Report: Fake Drinking Water Hits Beijing
The Associated Press
Tuesday, July 10, 2007; 2:26 PM
BEIJING -- China's food safety monitor promised Tuesday to investigate a report that more than half of the water coolers in Beijing use counterfeit branded water.
The water is either tap water or purified water from small suppliers put into the water jugs and sealed with bogus quality standard marks, the Beijing Times newspaper said in a lengthy report Monday.
The newspaper said Tuesday local officials shut down a Beijing bottled water distributing station and seized safety seals and labels bearing the names of local brands.
Beijing's tap water is generally not safe to drink because of the city's aging pipes; boiling water leaves a white powdery residue inside pots and kettles.
Signs in luxury hotels in the capital tell guests that water has been treated and is safe to drink, but most Chinese consider it unsafe and do not drink it themselves.
An official at the government agency that monitors food safety said the report was under investigation, but noted a May inspection of Beijing's drinking water products found more than 96 percent were safe.
"Problems found with some individual cases cannot be interpreted to mean that the entire water industry has problems," Wu Jianping of the General Administration of Quality Supervision, Inspection and Quarantine told a news conference.
The Beijing Times investigation relied heavily on an anonymous sales manager of an unnamed well-known bottled water brand, and reporters gave firsthand accounts of the forging process at various points in the supply chain.

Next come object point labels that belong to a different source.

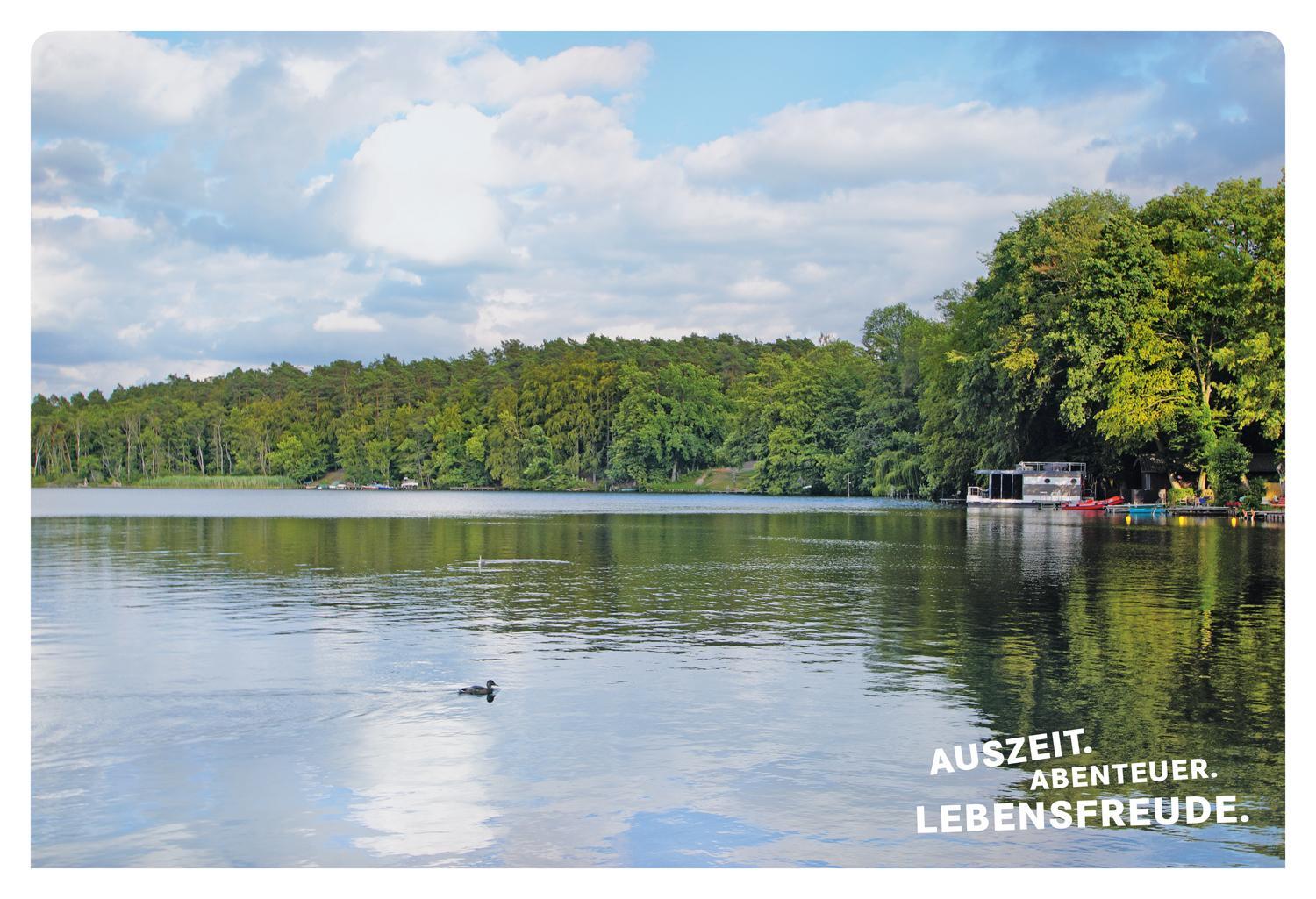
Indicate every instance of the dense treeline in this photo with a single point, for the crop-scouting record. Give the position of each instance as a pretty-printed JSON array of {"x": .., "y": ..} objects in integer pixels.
[{"x": 1098, "y": 332}]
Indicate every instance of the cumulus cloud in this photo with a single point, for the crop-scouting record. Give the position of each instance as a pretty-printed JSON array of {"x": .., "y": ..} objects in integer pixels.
[
  {"x": 120, "y": 83},
  {"x": 347, "y": 318},
  {"x": 418, "y": 189},
  {"x": 260, "y": 197}
]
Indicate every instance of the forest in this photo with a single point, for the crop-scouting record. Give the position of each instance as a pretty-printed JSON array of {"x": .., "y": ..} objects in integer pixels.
[{"x": 1098, "y": 331}]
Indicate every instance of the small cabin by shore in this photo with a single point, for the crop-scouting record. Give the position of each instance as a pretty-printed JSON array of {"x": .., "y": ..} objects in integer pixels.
[{"x": 1029, "y": 483}]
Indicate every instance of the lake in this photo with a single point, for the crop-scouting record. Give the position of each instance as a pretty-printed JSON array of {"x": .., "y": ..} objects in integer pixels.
[{"x": 268, "y": 678}]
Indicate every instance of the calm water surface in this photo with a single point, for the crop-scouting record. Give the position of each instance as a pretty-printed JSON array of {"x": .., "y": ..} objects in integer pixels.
[{"x": 268, "y": 677}]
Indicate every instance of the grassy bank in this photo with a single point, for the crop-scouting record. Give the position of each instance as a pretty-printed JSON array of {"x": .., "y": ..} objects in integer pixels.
[{"x": 220, "y": 482}]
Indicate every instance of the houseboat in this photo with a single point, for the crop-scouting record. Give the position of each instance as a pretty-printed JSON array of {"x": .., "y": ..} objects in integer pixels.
[{"x": 1029, "y": 483}]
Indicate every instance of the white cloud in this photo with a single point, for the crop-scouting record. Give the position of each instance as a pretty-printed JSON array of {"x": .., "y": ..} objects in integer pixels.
[
  {"x": 805, "y": 147},
  {"x": 349, "y": 318},
  {"x": 758, "y": 289},
  {"x": 118, "y": 82},
  {"x": 41, "y": 210},
  {"x": 420, "y": 194},
  {"x": 418, "y": 189},
  {"x": 497, "y": 78},
  {"x": 313, "y": 75}
]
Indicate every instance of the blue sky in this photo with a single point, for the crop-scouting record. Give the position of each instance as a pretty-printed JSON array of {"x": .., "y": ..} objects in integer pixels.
[{"x": 205, "y": 200}]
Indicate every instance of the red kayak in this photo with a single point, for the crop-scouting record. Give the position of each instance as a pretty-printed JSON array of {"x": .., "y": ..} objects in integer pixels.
[{"x": 1092, "y": 504}]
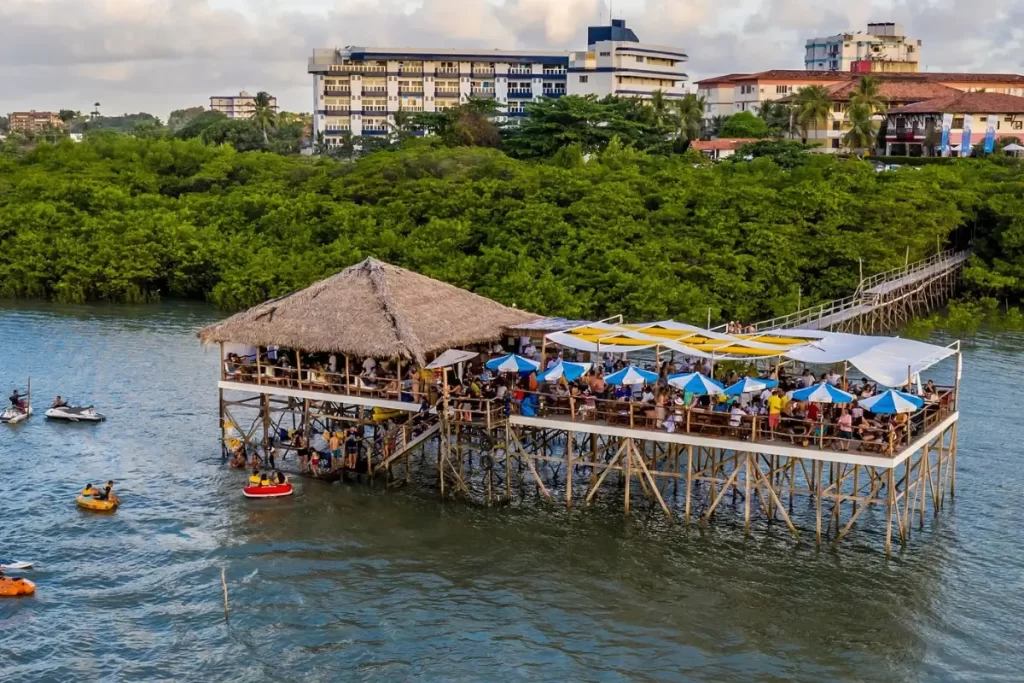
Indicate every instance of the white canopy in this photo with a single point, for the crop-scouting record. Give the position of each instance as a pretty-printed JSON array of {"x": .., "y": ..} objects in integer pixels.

The report said the practice is widespread because water from major suppliers can cost twice as much as water from other sources.
Suppliers keep track of how carefully their customers inspect the deliveries, and give jugs with fake or no seals to the inattentive, the report said.
More than 10 million Chinese are regular users of drinking water machines, the China Daily newspaper reported.
A spokesman for Wahaha water, one of the victims of the counterfeiters cited by the Beijing Times, refused to give his name or comment, saying he had not read the report, and added he was leaving the office for the day.
But Li Peng, an employee of the Wahaha bottled water department in Beijing, said in a phone call, "We have found very few fake Wahaha products."
He added the news of counterfeit products will have little effect on his market, partly because each bottle has an individual number to prevent forgery.